Sentí la camisa mojada. El pelo completamente encharcado. Me faltaba un zapato. Y no supe discernir si llevaba la corbata. Aquellos trajeados seguían brindando por mi. Y el encargado del local se me acercó para decirme que mi taxi me esperaba.
No sé cómo fui capaz de levantarme sin caer redondo allí mismo. No daba crédito. Había sido tan real como lo que me había parecido. O qué coño había pasado. Y entonces el taxista me abrió la puerta. La misma cara arrugada de niño. Los mismos bigotitos ratoniles. Y os aseguro que se me había pasado el pedo del tirón.
Sentado en el asiento de atrás. Mojado. Sin un zapato. Y con la sensación de deja vû. Que realmente acojona. El taxista se puso en marcha. Esta vez la sensación era de suavidad. Como si la conducción fuese sobre un río. No sé si me explico.
Morir es doloroso. Duele más de lo que parece. Me dijo. Entendí perfectamente lo que me estaba diciendo. Con una perfecta dicción de japonés académico. Y uno se siente terriblemente solo. Parece imposible que se pueda sentir tanta soledad a la vez. Pero es que lo que no muere no puede resucitar.
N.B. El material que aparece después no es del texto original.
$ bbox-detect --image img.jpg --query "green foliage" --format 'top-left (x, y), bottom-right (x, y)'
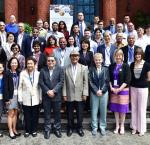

Me di cuenta que lo había leído en aquel libro de Murakami que solía llevarme en mis desplazamientos por el metro. Lo que no muere no puede resucitar. Y viviendo nos dirigimos a la muerte. Y os juro que movió los bigotitos en una mueca que me hizo enderezarme. Y comprobar que estaba en aquel vehículo. Por las calles de aquella megalópolis.
Desde entonces. Cada mañana. Cada nuevo día. Me enfrento al espejo. Mirada con mirada. Resuelto a abandonar la religión social de las costumbres imbéciles. Y me digo a mi mismo. Sereno. Y limpio.
Watashi wa anata o tosuto. Brindo por ti.